A cheap smartphone today has more computing power than all the computers of the planet back during this time. But you'd have a tough time running a space mission I'd think off a smartphone as the brains and branching out from there. Do-able, likely, but still not easy and would require a lot of creativity just like they had to do back then.
So, how did these computers work? Could you change the information displayed like a modern PC? The displays look very still, as if you couldn't change what was displayed.
Very different, radically different than the setups of the late 70s which are what we are most used to understanding computer output outside of paper printed output. For one thing, those old machines had very little limited storage compared to what we have today, so even one character to store and update was a massive resource to consider having.
Who had a computer at home with graphics on screen in 1970 ?!? amasing to see that especially know the ridiculous memory of thoses computers ! my 1985 casio watch have more memory than thoses huge machines !
Nope, these screens worked totally different than what we comprehend with output from a computer. These were hand drawn items and the updated portions were just overlayed on the drawings, while a tv camera pointed at the whole thing and broadcasted over closed circuit analog to the control room. Also, no, your 1985 watch did not have more memory - the IBM 360 at this time had least the equivalent of 512k of memory or more; your 1985 watch was unlikely to have more than 1kb .
Hi Agenda, great question. What you see is part of a pneumatic tube system, which is a tube system to enclose a tube containing a document or small article that is transported through a tube system to other locations. Usually, it contained a paper document that needed to get to a different part of the building quickly, and the pneumatic system used compressed air and vacuum system to speed the tube container rapidly from one place to another. These were used often in government agencies even into the 1970's. I bet you that there are some government agencies somewhere in the U.S. that still use these tubes. Thanks for asking! ~ Victor, at CHAP
I was 11years old in 1986 and watched the shuttle launch with my class at school I still cry when I think of that flight but I've always loved and supported american space exploration God bless the united States of america Amen 🙏
I'm was extremely pleased that the center was restored. It's pretty sad though, this center is owned by the federal government, yet NASA, with its enormous budget, couldn't, or wouldn't restore it. They left it up to outside benefactors to do what they should have done themselves. Its abundantly clear, that NASA couldn't care less about preserving its legacy. Buy, they can spend billions on another moon shot, trillions for a still distant mars expedition, and other pet projects that serve no purpose, nor have any signifigance to the average American, or any average person on this planet.

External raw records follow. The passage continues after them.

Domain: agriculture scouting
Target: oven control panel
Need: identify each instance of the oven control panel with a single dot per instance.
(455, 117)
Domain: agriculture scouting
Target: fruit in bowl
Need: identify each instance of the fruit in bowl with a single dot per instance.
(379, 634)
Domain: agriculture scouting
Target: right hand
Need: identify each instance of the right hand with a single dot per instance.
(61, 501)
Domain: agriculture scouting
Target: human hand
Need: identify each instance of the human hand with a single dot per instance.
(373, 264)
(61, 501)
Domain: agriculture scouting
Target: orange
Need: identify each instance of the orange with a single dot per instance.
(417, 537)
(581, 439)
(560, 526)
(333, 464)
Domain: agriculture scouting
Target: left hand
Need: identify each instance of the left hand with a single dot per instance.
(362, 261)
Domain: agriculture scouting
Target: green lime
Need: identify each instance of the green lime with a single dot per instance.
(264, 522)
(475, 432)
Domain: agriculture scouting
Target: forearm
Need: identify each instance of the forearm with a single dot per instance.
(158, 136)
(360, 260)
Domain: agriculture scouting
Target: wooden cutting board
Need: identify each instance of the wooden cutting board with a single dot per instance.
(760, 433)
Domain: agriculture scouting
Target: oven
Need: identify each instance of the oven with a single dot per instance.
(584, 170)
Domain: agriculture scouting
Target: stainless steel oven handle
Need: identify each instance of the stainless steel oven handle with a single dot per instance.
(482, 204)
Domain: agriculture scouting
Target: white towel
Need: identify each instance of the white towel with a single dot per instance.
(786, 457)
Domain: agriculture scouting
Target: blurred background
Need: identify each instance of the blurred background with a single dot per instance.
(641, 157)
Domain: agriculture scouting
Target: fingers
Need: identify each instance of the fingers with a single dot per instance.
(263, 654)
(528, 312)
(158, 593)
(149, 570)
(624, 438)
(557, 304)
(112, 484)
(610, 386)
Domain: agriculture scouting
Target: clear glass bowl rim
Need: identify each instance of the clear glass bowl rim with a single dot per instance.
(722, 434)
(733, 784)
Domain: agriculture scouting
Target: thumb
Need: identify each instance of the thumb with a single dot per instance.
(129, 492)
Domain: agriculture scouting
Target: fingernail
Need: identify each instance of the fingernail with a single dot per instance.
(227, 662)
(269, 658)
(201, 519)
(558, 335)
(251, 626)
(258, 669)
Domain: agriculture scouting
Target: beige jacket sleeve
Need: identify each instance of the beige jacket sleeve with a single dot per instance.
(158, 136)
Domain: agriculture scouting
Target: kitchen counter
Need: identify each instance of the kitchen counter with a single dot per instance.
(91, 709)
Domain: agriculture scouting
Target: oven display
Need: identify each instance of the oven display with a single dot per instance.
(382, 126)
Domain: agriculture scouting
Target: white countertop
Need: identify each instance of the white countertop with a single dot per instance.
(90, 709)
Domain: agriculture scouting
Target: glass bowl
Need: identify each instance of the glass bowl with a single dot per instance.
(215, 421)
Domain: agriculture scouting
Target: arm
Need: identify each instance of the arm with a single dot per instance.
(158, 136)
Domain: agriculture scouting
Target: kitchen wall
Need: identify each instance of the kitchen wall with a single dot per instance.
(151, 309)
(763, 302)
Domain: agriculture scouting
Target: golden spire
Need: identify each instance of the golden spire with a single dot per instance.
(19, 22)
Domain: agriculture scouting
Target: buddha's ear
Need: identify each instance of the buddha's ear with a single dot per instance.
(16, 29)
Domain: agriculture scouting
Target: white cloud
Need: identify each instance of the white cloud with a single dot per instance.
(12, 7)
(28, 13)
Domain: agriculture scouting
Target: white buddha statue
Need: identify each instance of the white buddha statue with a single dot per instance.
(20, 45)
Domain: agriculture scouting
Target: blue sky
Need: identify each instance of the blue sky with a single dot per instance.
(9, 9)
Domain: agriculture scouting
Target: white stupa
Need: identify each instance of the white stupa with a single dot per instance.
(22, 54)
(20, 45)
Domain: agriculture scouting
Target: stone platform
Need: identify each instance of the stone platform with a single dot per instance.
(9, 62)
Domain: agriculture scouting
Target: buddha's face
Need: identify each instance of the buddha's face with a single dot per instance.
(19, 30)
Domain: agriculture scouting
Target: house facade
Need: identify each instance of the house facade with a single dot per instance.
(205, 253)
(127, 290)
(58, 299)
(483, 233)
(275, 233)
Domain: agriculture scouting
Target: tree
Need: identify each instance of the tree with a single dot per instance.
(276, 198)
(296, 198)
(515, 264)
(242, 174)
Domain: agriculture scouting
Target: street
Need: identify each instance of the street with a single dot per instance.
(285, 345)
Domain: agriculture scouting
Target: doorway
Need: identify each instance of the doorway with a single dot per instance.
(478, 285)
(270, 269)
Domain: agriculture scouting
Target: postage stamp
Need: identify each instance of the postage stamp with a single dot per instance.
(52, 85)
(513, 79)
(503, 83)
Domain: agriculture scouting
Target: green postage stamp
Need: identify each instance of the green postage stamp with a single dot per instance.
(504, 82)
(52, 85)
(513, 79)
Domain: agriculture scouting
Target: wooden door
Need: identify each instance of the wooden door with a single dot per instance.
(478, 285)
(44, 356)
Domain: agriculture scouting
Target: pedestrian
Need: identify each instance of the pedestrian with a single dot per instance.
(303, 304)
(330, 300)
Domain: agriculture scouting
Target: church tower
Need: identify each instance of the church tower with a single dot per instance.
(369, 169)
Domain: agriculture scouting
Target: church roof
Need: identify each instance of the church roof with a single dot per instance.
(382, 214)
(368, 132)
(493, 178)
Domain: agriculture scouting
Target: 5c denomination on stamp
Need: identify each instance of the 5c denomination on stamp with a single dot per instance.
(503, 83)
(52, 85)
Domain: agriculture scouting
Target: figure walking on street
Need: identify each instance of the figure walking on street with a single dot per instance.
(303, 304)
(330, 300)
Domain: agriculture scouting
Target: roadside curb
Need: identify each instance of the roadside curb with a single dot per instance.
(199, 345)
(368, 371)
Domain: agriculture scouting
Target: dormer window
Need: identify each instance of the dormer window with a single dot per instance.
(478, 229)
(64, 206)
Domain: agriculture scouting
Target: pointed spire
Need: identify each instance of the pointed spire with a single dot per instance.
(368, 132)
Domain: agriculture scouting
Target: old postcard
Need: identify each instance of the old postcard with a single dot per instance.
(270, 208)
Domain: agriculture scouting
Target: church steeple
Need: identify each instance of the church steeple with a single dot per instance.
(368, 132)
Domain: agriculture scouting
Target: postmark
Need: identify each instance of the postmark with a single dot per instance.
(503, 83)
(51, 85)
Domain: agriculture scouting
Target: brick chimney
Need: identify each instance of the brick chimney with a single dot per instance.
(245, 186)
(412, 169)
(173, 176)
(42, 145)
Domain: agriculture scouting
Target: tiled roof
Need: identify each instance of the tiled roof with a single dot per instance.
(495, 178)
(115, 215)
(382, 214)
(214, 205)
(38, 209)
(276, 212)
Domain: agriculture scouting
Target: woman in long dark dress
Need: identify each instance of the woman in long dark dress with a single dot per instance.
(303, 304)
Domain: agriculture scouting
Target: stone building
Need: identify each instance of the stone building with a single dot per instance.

Some may have seen stories about NASA losing some original films from the 1960's space program. It is hard to believe that they would not guard and preserve and restore this information as a national treasure. There is likely hundreds or thousands of feet of historical material at the National Archives, Smithsonian, etc, that should be professionally restored and shared with the public. Seems that more needs to be done in that regard. ~ VK
Does Nasa manufactures Transformers, Speakers and other Electronics items ? I want to know as there's company called NASA which manufactures and sells these in West Bengal ?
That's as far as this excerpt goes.